Avtar Singh Tari Murder Case: 15 Years On, CBI Releases Sketch, Rs 2 Lakh Reward In Namdhari Sect Case

CBI releases a suspect sketch and Rs 2 lakh reward in the Avtar Singh Tari murder case, 15 years after the Namdhari sect figure’s AK-47 killing in Ludhiana.
North Desk Correspondent
Chandigarh, July 5
More than 15 years after a Mohali businessman was gunned down in broad daylight with an AK-47, the CBI has released a sketch of one of the suspected shooters and put a Rs 2 lakh reward on information that leads to an arrest — reviving public attention on one of Punjab’s more stubborn cold cases.
Avtar Singh Tari, 57, was shot dead on April 12, 2011, on the Katani Kalan–Chandigarh main road in Ludhiana district. Two motorcycle-borne assailants opened fire on him with an assault rifle, firing more than 10 rounds before escaping. He had stepped out of a relative’s shop after stopping to drink water, having earlier suspected he was being followed.
It wasn’t the first attempt on his life. Investigations at the time found Tari had survived at least two previous attacks, with cases registered against unnamed assailants in Mohali before the fatal ambush.
The CBI, which took over the investigation in January 2017 after the case sat with Punjab Police for nearly six years, said in its latest communique that the identity of any informants would be kept confidential. The agency has asked anyone with information to contact its Special Crime Branch office in Sector 30-A, Chandigarh.
A cold case resurfacing before elections
The renewed push in the Avtar Singh Tari murder case comes months ahead of Punjab’s next Assembly elections. The CBI has not stated any link between the two, and North Desk is not asserting one — but the optics of a 15-year-old case suddenly generating a public sketch and reward money, in an election year, are hard to miss.
Avtar Singh Tari Murder Case: Why Tari was targeted
Tari’s killing was never treated as a random crime. He was a resident of Mohali who had built himself up through farming and real estate, and was considered a close associate of Sant Jagtar Singh, son-in-law of the then Namdhari sect chief Satguru Jagjit Singh. He was a regular presence at Bhaini Sahib, the sect’s Ludhiana district headquarters, and was seen as an influential figure within the Namdhari community.
Police at the time linked his murder to a brewing succession dispute inside the roughly 200-year-old sect, since Satguru Jagjit Singh had no son of his own. A case was registered at Sahnewal police station against Thakur Dalip Singh and two unidentified persons, on the complaint of Tari’s brother-in-law.

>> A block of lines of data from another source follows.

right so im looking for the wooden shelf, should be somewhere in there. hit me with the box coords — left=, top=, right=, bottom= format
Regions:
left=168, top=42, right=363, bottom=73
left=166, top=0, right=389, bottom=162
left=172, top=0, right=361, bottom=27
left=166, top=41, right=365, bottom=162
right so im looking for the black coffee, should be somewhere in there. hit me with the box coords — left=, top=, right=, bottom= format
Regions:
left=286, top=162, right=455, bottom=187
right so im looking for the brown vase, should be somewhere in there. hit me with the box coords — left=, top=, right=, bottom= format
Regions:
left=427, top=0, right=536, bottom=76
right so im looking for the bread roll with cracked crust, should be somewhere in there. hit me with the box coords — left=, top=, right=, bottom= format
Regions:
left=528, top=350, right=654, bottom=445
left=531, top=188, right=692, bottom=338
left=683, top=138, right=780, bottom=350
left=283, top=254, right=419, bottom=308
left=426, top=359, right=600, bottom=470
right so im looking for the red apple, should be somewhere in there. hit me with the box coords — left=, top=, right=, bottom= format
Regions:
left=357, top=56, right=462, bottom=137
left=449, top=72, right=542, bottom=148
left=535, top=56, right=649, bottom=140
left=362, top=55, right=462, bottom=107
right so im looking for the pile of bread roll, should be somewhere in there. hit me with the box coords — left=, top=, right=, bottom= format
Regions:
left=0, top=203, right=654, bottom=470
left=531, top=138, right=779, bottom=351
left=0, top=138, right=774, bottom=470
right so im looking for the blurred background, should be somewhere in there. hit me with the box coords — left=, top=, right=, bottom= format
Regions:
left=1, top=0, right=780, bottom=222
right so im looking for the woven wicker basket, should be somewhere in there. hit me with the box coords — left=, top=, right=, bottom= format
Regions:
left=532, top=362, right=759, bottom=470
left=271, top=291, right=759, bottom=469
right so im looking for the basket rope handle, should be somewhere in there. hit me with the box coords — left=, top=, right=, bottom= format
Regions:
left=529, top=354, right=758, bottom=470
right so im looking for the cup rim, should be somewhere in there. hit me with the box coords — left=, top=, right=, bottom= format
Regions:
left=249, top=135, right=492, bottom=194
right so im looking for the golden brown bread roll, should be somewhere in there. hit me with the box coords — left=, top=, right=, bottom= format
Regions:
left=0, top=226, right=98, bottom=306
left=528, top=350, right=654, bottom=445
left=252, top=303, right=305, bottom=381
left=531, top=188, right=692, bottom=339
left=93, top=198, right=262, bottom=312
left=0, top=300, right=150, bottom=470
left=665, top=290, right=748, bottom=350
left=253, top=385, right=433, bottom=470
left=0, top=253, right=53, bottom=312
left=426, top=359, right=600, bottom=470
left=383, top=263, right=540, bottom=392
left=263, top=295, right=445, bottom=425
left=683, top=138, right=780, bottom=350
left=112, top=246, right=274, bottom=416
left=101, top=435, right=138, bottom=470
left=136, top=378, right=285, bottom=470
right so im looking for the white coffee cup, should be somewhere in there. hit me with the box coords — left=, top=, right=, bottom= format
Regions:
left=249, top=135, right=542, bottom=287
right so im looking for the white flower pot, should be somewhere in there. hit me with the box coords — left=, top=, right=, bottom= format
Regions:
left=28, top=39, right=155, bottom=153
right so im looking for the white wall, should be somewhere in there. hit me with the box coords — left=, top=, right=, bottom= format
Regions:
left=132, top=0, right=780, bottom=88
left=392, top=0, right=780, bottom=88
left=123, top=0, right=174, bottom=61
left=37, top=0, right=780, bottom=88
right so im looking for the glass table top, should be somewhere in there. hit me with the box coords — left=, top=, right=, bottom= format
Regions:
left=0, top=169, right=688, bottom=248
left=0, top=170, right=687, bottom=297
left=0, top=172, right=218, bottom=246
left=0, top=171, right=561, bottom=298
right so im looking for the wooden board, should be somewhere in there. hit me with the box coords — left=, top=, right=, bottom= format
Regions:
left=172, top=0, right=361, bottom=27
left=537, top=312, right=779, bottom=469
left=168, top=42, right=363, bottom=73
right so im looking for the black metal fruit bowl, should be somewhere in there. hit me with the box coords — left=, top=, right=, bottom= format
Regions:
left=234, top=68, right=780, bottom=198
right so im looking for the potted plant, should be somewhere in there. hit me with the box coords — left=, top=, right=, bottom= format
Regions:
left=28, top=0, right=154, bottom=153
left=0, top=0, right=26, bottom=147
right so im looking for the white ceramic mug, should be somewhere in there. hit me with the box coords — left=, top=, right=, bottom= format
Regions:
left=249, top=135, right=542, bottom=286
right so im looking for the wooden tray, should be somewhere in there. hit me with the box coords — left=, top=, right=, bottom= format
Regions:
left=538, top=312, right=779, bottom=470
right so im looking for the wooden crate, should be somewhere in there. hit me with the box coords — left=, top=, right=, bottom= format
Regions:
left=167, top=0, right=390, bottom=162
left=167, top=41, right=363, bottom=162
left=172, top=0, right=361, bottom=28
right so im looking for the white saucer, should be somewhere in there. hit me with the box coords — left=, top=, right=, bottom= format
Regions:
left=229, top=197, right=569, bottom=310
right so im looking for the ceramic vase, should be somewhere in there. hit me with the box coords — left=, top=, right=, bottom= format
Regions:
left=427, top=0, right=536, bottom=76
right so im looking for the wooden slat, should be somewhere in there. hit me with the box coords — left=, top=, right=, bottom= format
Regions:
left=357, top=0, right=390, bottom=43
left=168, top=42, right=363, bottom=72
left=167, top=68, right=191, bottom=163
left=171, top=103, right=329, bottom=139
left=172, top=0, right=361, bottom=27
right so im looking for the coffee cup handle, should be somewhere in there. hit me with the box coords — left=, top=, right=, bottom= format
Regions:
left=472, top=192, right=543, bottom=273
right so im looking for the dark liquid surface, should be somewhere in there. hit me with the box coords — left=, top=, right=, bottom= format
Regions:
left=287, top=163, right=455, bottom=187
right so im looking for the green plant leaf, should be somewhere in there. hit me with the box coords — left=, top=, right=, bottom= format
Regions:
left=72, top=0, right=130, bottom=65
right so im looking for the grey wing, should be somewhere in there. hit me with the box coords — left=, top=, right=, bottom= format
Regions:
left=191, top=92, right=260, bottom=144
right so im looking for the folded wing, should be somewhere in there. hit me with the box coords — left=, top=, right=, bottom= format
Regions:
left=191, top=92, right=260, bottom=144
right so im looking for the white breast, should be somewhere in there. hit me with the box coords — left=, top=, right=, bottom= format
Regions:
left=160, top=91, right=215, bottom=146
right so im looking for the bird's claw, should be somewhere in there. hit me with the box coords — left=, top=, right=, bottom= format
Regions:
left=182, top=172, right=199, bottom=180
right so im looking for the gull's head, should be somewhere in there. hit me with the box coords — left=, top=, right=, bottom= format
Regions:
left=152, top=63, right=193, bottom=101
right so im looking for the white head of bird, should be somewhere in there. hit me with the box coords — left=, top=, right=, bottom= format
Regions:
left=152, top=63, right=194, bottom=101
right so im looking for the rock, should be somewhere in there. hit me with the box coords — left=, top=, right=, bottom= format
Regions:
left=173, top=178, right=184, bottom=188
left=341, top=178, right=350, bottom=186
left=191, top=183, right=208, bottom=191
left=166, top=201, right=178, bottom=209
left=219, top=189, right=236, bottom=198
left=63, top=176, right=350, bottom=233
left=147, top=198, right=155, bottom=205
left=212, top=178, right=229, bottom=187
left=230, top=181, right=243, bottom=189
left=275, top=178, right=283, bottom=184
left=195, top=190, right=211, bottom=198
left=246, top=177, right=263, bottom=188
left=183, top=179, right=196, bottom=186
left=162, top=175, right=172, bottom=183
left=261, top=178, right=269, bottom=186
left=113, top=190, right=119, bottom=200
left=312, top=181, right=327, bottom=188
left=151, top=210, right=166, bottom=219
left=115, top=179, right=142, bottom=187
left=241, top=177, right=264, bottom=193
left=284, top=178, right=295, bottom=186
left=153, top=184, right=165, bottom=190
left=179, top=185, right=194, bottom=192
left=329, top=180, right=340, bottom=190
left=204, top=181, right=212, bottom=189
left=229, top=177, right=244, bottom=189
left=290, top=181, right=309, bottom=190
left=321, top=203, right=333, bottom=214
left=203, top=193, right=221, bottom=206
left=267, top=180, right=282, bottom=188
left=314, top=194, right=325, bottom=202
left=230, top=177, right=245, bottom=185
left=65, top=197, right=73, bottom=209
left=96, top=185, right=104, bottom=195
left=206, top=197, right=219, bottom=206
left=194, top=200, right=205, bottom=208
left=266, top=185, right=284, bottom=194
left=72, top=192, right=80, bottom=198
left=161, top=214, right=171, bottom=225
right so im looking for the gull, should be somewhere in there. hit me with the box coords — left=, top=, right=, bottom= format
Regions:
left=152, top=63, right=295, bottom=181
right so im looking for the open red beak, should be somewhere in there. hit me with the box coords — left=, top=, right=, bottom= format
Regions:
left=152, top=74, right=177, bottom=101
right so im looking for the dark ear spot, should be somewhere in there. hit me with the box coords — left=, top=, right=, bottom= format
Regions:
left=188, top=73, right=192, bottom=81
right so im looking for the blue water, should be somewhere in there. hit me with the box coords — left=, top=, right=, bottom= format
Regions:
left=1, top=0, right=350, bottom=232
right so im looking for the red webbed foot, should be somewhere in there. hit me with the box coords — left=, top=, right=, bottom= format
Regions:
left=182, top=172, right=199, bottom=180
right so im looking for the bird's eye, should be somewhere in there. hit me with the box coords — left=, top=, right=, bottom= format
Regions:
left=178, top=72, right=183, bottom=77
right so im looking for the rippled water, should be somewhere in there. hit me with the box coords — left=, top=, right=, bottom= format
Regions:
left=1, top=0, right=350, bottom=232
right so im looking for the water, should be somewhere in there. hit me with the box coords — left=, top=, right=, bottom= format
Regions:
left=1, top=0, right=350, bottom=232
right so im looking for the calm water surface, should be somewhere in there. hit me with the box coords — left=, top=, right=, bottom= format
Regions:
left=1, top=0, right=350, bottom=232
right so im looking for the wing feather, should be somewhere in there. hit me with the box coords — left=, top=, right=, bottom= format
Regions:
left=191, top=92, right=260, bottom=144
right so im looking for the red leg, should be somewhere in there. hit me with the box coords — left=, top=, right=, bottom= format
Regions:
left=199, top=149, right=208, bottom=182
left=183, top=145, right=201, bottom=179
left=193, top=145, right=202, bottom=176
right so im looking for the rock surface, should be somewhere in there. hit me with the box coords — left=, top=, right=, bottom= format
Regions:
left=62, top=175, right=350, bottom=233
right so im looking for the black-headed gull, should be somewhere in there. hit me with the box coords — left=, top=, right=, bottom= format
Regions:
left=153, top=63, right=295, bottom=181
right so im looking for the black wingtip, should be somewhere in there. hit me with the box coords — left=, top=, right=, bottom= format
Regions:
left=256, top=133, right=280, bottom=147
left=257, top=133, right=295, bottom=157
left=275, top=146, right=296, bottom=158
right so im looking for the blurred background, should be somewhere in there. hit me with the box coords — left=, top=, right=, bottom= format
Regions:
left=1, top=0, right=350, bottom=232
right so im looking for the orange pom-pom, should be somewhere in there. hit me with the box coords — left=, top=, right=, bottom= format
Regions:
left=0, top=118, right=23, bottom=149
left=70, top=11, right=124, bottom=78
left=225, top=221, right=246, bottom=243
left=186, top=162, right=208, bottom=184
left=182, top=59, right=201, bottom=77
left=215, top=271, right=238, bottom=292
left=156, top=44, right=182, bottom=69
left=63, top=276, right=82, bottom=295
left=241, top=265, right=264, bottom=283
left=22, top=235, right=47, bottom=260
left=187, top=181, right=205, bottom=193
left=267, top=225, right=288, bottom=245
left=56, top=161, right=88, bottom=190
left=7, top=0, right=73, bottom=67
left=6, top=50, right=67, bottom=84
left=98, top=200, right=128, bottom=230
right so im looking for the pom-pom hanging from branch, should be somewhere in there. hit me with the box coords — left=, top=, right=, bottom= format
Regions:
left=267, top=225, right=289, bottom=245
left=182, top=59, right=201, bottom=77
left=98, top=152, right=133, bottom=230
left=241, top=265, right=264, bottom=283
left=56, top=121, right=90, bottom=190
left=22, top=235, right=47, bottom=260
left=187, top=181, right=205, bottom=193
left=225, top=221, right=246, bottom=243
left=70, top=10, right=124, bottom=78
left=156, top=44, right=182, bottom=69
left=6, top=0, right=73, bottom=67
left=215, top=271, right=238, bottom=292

The succession dispute that followed
Avtar Singh Tari Murder Case: Satguru Jagjit Singh died in December 2012 at the age of 92. Ten days later, his nephew Thakur Uday Singh was installed as head of the sect at Bhaini Sahib. Another nephew, Thakur Dalip Singh, went on to head a rival breakaway faction based in Sirsa, Haryana.
The dispute turned violent again in April 2016, when Mata Chand Kaur — Satguru Jagjit Singh’s widow — was shot dead inside the Bhaini Sahib complex at age 88. That case, too, was handed to the CBI and remains under investigation.
Court records reviewed in earlier reporting show Thakur Dalip Singh’s name has surfaced across all three matters — the Tari murder, the Mata Chand Kaur murder, and an alleged conspiracy to attack current sect chief Satguru Uday Singh and his son-in-law. The cases were merged and taken up by the CBI in 2017. Dalip Singh did not appear before the court, and was declared a proclaimed offender this April — a status that could allow the CBI and police to move toward attaching his properties.
Fifteen years on, no arrests have been made in either killing.